M0UNTAIN 0F C0DE

PHP + cURL = Super Fast Parallel Requests

cURL php

I have been re-building my YouTube video aggregator recently. One of the things I wanted to improve was the feed loading time. The original version used curl_multi_init() which allowed many requests to be processed in parallel. It took 11s to load 100 feeds, it was acceptable but left a lot to be desired.

The first attempt looked like this:

$curlHandles = [];

$multiHandle = curl_multi_init();
curl_multi_setopt($multiHandle, CURLMOPT_MAX_HOST_CONNECTIONS, 20);

$shareHandle = curl_share_init();
curl_share_setopt($shareHandle, CURLSHOPT_SHARE, CURL_LOCK_DATA_DNS);
curl_share_setopt($shareHandle, CURLSHOPT_SHARE, CURL_LOCK_DATA_SSL_SESSION);
curl_share_setopt($shareHandle, CURLSHOPT_SHARE, CURL_LOCK_DATA_CONNECT);

foreach ($urls as $channelId => $url) {
    $curlHandle = curl_init();

    curl_setopt_array($curlHandle, [
        CURLOPT_URL => $url,
        CURLOPT_RETURNTRANSFER => true,
        CURLOPT_SHARE => $shareHandle,
        CURLOPT_USERAGENT => 'RSS Feed Reader/1.0',
        CURLOPT_HTTP_VERSION => CURL_HTTP_VERSION_2_0,
        CURLOPT_TIMEOUT => 10,
        CURLOPT_CONNECTTIMEOUT => 5,
        CURLOPT_ENCODING => 'gzip',
    ]);

    curl_multi_add_handle($multiHandle, $curlHandle);

    $curlHandles[$channelId] = $curlHandle;
}

do {
    $mrc = curl_multi_exec($multiHandle, $pendingRequests);

    if (curl_multi_select($multiHandle, 0.1) === -1) {
        usleep(5_000);
    }
} while ($pendingRequests > 0 && $mrc === CURLM_OK);

foreach ($curlHandles as $channelId => $handle) {
    $httpCode = curl_getinfo($handle, CURLINFO_HTTP_CODE);
    $content = curl_multi_getcontent($handle);

    if ($httpCode === 200) {
        // process $content...
    }

    curl_multi_remove_handle($multiHandle, $handle);
    curl_close($handle);
}

curl_multi_close($multiHandle);
curl_share_close($shareHandle);

This was an immediate improvement on the original, loading all the same feeds in 1.8s. Waay better. The main difference is the use of curl_share_init(), this allows the DNS and TLS setup to be shared across all requests.

Even Faster?

While this was both good enough and much faster than before I wondered if it could be faster. Requesting a single feed in FireFox completed in ~100ms, this was the lower bound minimum time. This means there is 1,700ms of room for improvement, what was the bottleneck?

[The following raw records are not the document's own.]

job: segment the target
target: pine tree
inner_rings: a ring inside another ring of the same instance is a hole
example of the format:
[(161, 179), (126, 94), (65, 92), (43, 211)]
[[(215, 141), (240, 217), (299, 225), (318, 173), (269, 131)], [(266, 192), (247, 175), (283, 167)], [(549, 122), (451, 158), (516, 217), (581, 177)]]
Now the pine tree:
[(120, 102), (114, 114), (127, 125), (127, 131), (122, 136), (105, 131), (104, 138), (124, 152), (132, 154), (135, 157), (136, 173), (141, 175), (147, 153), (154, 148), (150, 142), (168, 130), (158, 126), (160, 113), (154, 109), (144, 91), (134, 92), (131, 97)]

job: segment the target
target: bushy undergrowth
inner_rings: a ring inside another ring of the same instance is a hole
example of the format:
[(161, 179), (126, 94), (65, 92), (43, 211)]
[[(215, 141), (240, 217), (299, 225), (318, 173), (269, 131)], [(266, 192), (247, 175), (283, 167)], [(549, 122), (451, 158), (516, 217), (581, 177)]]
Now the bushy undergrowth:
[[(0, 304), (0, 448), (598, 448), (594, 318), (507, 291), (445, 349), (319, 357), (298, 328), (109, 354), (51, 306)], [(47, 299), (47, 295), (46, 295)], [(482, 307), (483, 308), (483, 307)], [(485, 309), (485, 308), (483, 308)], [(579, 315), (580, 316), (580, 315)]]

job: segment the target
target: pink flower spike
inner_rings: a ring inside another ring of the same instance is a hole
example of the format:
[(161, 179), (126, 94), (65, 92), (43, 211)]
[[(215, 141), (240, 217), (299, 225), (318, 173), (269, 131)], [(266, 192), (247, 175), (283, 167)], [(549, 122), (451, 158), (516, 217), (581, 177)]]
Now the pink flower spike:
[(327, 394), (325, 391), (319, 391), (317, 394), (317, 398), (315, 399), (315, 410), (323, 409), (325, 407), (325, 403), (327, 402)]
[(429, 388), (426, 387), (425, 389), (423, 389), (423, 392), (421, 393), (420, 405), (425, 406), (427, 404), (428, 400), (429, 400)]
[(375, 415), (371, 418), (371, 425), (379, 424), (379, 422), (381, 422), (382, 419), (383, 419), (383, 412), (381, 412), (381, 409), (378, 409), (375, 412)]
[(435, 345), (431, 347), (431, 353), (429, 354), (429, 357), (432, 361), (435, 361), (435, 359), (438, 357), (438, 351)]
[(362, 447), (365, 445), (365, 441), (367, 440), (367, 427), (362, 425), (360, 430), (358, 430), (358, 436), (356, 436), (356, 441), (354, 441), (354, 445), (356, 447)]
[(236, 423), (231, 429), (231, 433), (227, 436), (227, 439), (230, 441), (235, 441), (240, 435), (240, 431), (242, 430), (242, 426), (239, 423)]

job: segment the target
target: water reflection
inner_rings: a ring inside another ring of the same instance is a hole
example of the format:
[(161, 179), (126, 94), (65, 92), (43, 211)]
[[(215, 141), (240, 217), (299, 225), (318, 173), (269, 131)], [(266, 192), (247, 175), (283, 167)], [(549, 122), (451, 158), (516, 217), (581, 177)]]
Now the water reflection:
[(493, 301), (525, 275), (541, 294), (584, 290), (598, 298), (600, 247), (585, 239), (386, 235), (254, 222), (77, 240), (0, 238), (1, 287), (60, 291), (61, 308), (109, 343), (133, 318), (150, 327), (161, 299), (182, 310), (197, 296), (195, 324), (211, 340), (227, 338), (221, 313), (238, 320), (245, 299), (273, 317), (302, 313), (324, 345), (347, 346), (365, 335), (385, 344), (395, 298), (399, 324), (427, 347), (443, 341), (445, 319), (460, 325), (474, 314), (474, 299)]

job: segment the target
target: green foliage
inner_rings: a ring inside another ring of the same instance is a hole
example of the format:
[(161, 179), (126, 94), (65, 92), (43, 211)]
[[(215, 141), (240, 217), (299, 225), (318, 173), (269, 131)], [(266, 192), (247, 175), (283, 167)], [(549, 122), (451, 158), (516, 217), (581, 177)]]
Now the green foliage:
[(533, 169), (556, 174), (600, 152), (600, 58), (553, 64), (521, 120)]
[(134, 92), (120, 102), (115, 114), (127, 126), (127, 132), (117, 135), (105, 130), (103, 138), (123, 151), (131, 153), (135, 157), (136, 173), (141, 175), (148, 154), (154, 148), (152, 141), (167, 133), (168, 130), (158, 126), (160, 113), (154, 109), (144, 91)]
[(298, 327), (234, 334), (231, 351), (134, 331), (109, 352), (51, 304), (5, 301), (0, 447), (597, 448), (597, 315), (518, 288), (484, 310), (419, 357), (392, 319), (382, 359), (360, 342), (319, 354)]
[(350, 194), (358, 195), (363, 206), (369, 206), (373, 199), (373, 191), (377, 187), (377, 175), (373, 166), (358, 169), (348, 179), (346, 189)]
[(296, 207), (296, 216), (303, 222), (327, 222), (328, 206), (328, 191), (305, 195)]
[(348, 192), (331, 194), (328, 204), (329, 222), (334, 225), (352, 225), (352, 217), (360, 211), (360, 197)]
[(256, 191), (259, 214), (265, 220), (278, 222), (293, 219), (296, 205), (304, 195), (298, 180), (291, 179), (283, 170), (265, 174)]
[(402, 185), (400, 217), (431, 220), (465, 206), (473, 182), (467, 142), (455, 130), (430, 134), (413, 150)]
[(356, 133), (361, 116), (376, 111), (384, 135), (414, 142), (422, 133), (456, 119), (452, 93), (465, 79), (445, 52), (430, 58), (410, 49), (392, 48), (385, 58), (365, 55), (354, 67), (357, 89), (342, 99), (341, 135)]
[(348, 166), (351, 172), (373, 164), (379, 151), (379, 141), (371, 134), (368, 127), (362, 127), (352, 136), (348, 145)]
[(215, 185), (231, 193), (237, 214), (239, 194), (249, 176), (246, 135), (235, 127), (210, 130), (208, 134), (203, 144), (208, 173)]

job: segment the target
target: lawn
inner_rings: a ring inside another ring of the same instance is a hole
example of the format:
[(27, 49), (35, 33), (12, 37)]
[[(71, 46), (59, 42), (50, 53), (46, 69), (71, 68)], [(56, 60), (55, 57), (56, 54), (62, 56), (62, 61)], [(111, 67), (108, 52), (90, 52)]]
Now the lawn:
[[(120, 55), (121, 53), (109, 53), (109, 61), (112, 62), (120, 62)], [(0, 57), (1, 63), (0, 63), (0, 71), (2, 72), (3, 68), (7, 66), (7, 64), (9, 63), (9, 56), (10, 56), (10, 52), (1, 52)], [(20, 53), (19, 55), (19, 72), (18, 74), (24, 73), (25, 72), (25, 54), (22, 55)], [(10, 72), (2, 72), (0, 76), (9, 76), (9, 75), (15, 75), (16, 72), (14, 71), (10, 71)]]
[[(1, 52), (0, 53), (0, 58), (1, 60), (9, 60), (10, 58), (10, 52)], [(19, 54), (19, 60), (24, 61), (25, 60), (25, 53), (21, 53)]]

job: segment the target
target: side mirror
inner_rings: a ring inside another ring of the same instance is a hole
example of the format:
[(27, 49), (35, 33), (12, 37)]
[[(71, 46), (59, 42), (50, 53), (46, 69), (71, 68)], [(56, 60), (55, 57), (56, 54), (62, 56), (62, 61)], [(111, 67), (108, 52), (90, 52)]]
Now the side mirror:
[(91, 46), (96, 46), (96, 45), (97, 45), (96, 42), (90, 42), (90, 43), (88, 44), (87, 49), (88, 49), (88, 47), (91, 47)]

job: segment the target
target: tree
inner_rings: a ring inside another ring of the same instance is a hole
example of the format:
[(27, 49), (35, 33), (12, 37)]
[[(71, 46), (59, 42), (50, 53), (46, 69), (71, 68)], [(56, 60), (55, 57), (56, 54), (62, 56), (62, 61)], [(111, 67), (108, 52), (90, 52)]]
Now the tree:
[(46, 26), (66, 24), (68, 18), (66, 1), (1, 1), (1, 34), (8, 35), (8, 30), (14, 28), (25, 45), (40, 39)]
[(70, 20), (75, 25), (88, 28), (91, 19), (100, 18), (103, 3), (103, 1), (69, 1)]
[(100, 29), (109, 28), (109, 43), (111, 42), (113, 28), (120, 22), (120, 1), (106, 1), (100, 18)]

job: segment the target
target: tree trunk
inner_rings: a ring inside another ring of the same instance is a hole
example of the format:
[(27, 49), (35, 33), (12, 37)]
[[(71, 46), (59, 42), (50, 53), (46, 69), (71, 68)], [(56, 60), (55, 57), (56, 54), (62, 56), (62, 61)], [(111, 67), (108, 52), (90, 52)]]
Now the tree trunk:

My first thought was the connection limit, more connections more better right? How about 100? The thinking being that each request would effectively have a dedicated connection. It was slower, a lot slower, over 5s slower. I suspected that I had reached a connection limit imposed by YouTube and the requests were being queued, so I lowered the limit until I found the sweet spot:

At first this didn't make sense, why would fewer connections improve performance of parallel requests? Then it dawned on me, I was using HTTP2.0 (CURL_HTTP_VERSION_2_0) which can multiplex many requests over a single TCP connection. Increasing the number of connections was creating whole new HTTP sessions, each one subject to TCP slow start. Making many parallel requests efficiently is the whole reason HTTP2 was invented.

This was easily confirmed, I changed CURL_HTTP_VERSION_2_0 to CURL_HTTP_VERSION_1_1 and the response time tanked. I also noted that while using HTTP1.1 adding more connections did improve performance to a point.

MOAR Faster! 🏎️

It's possible there is still a little more room for improvement, namely using curl_share_init_persistent(). This un-released feature allows connections to be re-used between PHP invocations. I reckon this could potentially save the cost of the TLS and TCP connection or about 70ms.

I will give it a go when PHP8.5 RC1 is available.